January 7, 2021

VA adopts enhanced recovery for total knee, total hip patients

For patients receiving total knee or total hip replacements at the Nashville VA Medical Center, the use of opioids for inpatient pain management and the total time patients spent in the hospital were both greatly reduced following the January 2016 adoption of sweeping quality improvement measures.

 

by Paul Govern

For patients receiving total knee or total hip replacements at the Nashville VA Medical Center, the use of opioids for inpatient pain management and the total time patients spent in the hospital were both greatly reduced following the January 2016 adoption of sweeping quality improvement measures.

That’s according to a study reported in the Canadian Journal of Anesthesiology by Vanderbilt University Medical Center anesthesiologists Bret Alvis, MD, Christopher Hughes, MD, and colleagues. (The VA facility is adjacent to the VUMC campus and its patients are served by physicians from VUMC.)

“Next door at the VA, we were successful in implementing enhanced recovery protocols similar to those that have been associated with improved patient outcomes for many of our surgical service lines here at VUMC,” said Alvis, assistant professor of Anesthesiology and Biomedical Engineering.

The VA quality initiative hinged on establishment of an Anesthesia Perioperative Care Service (APCS) and adoption of a set of clinical protocols known in the literature as enhanced recovery after surgery, or ERAS. (At VUMC, a house-wide initiative to adopt ERAS pathways is well underway.)
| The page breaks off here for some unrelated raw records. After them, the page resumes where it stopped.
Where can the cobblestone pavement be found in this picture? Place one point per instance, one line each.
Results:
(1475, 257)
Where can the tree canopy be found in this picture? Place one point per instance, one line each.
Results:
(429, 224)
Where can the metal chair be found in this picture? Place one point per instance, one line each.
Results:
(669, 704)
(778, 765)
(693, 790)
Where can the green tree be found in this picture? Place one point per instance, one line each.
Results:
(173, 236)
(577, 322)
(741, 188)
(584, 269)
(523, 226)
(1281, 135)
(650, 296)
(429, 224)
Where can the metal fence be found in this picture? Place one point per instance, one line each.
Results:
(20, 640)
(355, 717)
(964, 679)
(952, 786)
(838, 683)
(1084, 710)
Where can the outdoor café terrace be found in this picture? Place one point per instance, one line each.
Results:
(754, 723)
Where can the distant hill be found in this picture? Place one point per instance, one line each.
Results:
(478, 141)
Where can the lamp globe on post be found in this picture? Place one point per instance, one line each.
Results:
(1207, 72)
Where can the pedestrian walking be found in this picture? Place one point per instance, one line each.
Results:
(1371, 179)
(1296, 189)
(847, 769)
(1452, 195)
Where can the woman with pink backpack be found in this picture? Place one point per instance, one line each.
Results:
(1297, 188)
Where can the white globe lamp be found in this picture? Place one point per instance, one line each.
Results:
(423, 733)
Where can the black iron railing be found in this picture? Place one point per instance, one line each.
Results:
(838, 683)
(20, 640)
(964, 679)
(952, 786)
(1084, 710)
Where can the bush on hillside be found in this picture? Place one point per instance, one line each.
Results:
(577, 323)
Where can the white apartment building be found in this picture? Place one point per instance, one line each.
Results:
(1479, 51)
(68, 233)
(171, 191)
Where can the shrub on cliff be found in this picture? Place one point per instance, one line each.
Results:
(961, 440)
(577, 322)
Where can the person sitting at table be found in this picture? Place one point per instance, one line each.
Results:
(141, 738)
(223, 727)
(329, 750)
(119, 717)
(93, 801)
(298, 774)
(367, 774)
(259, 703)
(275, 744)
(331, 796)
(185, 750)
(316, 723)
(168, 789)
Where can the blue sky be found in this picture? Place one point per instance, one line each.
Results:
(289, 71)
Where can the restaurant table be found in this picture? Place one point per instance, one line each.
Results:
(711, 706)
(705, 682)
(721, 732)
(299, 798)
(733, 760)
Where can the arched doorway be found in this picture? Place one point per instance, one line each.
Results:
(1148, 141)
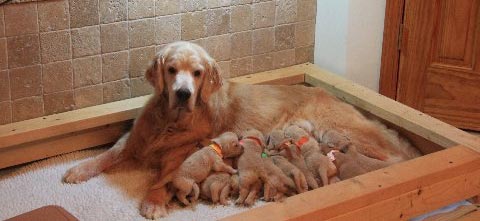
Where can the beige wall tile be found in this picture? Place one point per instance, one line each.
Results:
(112, 11)
(23, 51)
(219, 47)
(3, 54)
(83, 13)
(140, 86)
(141, 33)
(114, 37)
(58, 102)
(262, 62)
(53, 15)
(141, 9)
(116, 90)
(284, 58)
(194, 25)
(168, 29)
(87, 71)
(2, 23)
(284, 37)
(57, 77)
(5, 112)
(86, 41)
(218, 21)
(286, 11)
(241, 66)
(20, 19)
(263, 40)
(26, 82)
(304, 54)
(4, 86)
(241, 44)
(194, 5)
(304, 33)
(140, 58)
(218, 3)
(224, 68)
(27, 108)
(55, 46)
(168, 7)
(306, 9)
(88, 96)
(264, 14)
(115, 66)
(241, 18)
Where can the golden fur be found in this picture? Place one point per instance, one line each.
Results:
(167, 131)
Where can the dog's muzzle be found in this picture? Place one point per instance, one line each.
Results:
(183, 95)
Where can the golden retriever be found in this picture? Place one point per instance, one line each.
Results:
(191, 102)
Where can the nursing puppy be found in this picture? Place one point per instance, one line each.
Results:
(352, 163)
(199, 165)
(216, 188)
(316, 162)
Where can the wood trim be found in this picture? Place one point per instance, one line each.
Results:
(390, 48)
(390, 193)
(56, 134)
(391, 111)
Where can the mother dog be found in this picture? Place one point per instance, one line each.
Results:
(191, 102)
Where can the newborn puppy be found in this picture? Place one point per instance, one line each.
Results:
(199, 165)
(250, 167)
(275, 143)
(316, 162)
(352, 163)
(291, 171)
(216, 188)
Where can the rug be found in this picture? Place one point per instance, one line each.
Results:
(114, 195)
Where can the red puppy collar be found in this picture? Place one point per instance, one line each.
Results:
(258, 141)
(301, 142)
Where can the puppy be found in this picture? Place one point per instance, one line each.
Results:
(316, 162)
(199, 165)
(352, 163)
(291, 171)
(275, 143)
(216, 188)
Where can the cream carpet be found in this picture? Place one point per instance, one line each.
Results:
(114, 195)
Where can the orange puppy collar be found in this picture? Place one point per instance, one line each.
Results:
(217, 148)
(301, 142)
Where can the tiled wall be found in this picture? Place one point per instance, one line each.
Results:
(61, 55)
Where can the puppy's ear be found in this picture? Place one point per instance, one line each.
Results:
(212, 81)
(154, 73)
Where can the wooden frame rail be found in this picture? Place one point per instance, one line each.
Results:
(400, 191)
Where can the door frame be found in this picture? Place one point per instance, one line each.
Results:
(390, 64)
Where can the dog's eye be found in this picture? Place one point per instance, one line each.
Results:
(197, 73)
(172, 70)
Compared to analgesics, opioids bring a slower functional recovery. Accordingly, ERAS pathways discourage use of opioids in favor of multi-modal analgesia, that is, more use of adjuncts like acetaminophen (Tylenol), ibuprofen and gabapentin. This approach to pain management supports the other chief components of ERAS, including earlier feeding and oral hydration after surgery and earlier ambulation.

ERAS pathways for total hip and total knee were created with the involvement of anesthesiologists and APCS staff, surgeons, physical therapists, pharmacists and social workers. Under the APCS, a critical care physician provides daytime in-hospital coverage (and overnight home call) and nurse practitioners provide continuous in-hospital coverage.

For the study, the team collected data on total hip/total knee patients admitted to the VA during the 400 days before and 400 days after the initiative’s start date of Jan. 1, 2016 — 282 patients in all.

  • Among the bulk of patients — that is, those falling in the interquartile range, statistically speaking — the median hospital length of stay decreased from three days to two.
  • Among the bulk of patients, median inpatient opioid intake by IV decreased from 11.2 to zero morphine milligram equivalents (MME), while median inpatient oral opioid intake decreased from 105 to 68 MME.

Other patient outcomes targeted by the quality initiative remained statistically unchanged, including overall costs per patient, outpatient opioid use and unexpected hospital readmission (within 30 days).

“In this initial study we would of course also liked to have seen improvements in these additional key outcomes of care. Our data appear to indicate that, as we continue to refine our clinical protocols, we can expect to realize additional benefits across the board,” Alvis said.

Other authors on the study included Roland Amsler, BBA, Philip Leisy, MD, Xiaoke Feng, MS, Matthew Shotwell, PhD, Pratik Pandharipande, MD, Muhammad Ajmal, MD, Michael McHugh, MD, and Ann Walia, MD.